Six ans après un accident, une salariée de SIGALLI attend justice

Blessée en 2020, Rose Epongoye dit ne plus tenir et lance un appel direct au président de la République.

Six ans après un accident survenu sur son lieu de travail, Rose Epongoye, épouse Ngombi, raconte un quotidien fait de douleurs et de démarches sans fin. Faute de réponse selon elle, elle a décidé de s'adresser publiquement au Président Oligui Nguema pour que sa situation soit enfin examinée.

Silhouette d'une femme dans un environnement de bureau ou d'usine, illustrant le monde du travail au Gabon
Une salariée dit attendre depuis six ans une issue à son dossier d'accident du travail.

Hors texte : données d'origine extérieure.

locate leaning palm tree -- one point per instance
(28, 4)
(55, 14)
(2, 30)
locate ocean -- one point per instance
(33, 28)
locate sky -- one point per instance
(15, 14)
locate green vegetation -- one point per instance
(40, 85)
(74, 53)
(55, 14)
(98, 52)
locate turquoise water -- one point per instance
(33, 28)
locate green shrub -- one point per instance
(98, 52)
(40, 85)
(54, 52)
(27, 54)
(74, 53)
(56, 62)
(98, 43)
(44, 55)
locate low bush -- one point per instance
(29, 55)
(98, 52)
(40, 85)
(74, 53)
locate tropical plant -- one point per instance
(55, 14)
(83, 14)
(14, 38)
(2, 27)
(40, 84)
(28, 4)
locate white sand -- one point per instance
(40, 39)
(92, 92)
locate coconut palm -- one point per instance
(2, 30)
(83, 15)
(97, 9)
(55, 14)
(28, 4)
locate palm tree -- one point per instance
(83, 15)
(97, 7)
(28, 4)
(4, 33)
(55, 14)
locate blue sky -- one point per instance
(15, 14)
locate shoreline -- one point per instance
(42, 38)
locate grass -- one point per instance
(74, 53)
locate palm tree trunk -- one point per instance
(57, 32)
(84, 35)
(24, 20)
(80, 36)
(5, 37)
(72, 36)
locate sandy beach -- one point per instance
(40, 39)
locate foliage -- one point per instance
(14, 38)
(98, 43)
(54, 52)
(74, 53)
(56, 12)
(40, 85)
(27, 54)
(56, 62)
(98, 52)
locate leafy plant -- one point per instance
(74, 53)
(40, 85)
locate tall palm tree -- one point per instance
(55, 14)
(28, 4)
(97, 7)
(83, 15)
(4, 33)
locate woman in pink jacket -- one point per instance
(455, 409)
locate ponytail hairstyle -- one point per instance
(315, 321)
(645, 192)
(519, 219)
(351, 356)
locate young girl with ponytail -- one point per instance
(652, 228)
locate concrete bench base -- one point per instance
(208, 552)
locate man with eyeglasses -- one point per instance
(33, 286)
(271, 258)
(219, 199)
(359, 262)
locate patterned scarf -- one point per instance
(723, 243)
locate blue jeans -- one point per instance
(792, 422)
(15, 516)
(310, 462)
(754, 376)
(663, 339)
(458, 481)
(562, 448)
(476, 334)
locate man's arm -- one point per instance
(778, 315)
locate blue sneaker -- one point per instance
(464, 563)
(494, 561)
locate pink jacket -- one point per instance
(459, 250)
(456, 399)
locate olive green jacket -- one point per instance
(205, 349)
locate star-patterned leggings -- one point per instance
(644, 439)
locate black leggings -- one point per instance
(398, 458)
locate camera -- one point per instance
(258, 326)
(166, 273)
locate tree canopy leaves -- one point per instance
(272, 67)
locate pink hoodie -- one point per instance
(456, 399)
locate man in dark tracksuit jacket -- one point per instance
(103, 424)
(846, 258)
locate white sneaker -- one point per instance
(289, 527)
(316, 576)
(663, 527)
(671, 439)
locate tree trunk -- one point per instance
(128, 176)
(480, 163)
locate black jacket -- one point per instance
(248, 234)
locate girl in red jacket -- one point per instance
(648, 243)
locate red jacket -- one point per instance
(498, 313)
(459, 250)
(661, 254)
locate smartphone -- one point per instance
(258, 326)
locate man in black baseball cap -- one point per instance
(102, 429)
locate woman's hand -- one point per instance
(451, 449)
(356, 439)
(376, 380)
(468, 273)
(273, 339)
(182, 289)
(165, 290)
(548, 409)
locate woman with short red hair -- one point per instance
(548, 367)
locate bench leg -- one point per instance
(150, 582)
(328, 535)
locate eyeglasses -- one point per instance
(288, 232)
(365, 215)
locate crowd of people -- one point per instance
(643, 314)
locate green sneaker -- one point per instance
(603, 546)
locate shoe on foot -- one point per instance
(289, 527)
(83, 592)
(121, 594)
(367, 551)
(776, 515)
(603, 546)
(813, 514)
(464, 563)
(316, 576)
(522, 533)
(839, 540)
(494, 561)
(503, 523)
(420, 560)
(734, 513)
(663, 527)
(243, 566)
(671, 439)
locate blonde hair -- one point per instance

Un accident, puis six années d'attente

En juillet 2020, Rose Epongoye, épouse Ngombi, est victime d'un accident alors qu'elle travaille au sein de l'entreprise SIGALLI. Depuis ce jour, dit-elle, sa vie n'a plus jamais été la même.

Selon son témoignage, les procédures se sont enchaînées sans aboutir, et six ans plus tard, elle affirme toujours attendre une issue concrète à son dossier. Elle décrit une situation d'usure, entre espoirs déçus et démarches répétées.

Un quotidien marqué par la douleur

Rose Epongoye évoque des douleurs chroniques qui, selon elle, ne l'ont jamais quittée depuis l'accident. Elle explique que ces séquelles pèsent sur sa vie de tous les jours, tant sur le plan physique que moral.

Elle affirme également ne pas avoir bénéficié d'une prise en charge à la hauteur de ce qu'elle attendait, une situation qu'elle qualifie de calvaire. Ces éléments relèvent, à ce stade, du témoignage de la victime et n'ont pas encore été confirmés de façon indépendante.

Un appel direct au chef de l'État

Face à ce qu'elle décrit comme une impasse, Rose Epongoye a choisi d'interpeller publiquement le Président Oligui Nguema, espérant que son cas retienne l'attention des autorités compétentes. Ce type d'appel, de plus en plus fréquent chez des citoyens confrontés à des lenteurs administratives ou judiciaires, traduit un besoin fort d'être entendu au plus haut niveau.

À ce jour, ni l'entreprise mise en cause ni les autorités concernées ne se sont exprimées publiquement sur ce dossier. Le Crieur rappelle que les faits rapportés reposent, pour l'instant, sur le seul témoignage de la personne concernée et qu'ils méritent d'être examinés avec la prudence qui s'impose.

Ce que dit la réglementation sur les accidents du travail

Au Gabon, tout salarié victime d'un accident survenu sur son lieu de travail est en principe couvert par la Caisse nationale de sécurité sociale (CNSS), qui doit assurer prise en charge médicale et indemnisation selon la gravité des séquelles. Lorsque les démarches s'enlisent, les recours passent généralement par l'inspection du travail, puis, en cas de litige persistant, par la voie judiciaire.

Ce cadre existe pour protéger les travailleurs, mais son application concrète dépend de la diligence des employeurs, des organismes sociaux et des tribunaux. C'est précisément ce délai d'application que Rose Epongoye dit avoir subi pendant six ans.

Ce qu'il faut retenir

Cette affaire illustre les difficultés que peuvent rencontrer des travailleurs gabonais après un accident professionnel, lorsque les procédures s'étirent dans le temps. Elle rappelle aussi l'importance, pour les institutions compétentes, de garantir un traitement rapide et transparent de ce type de dossier.

Le Crieur suivra l'évolution de cette situation et donnera la parole, si elles le souhaitent, aux parties concernées afin d'apporter un éclairage complet sur ce dossier.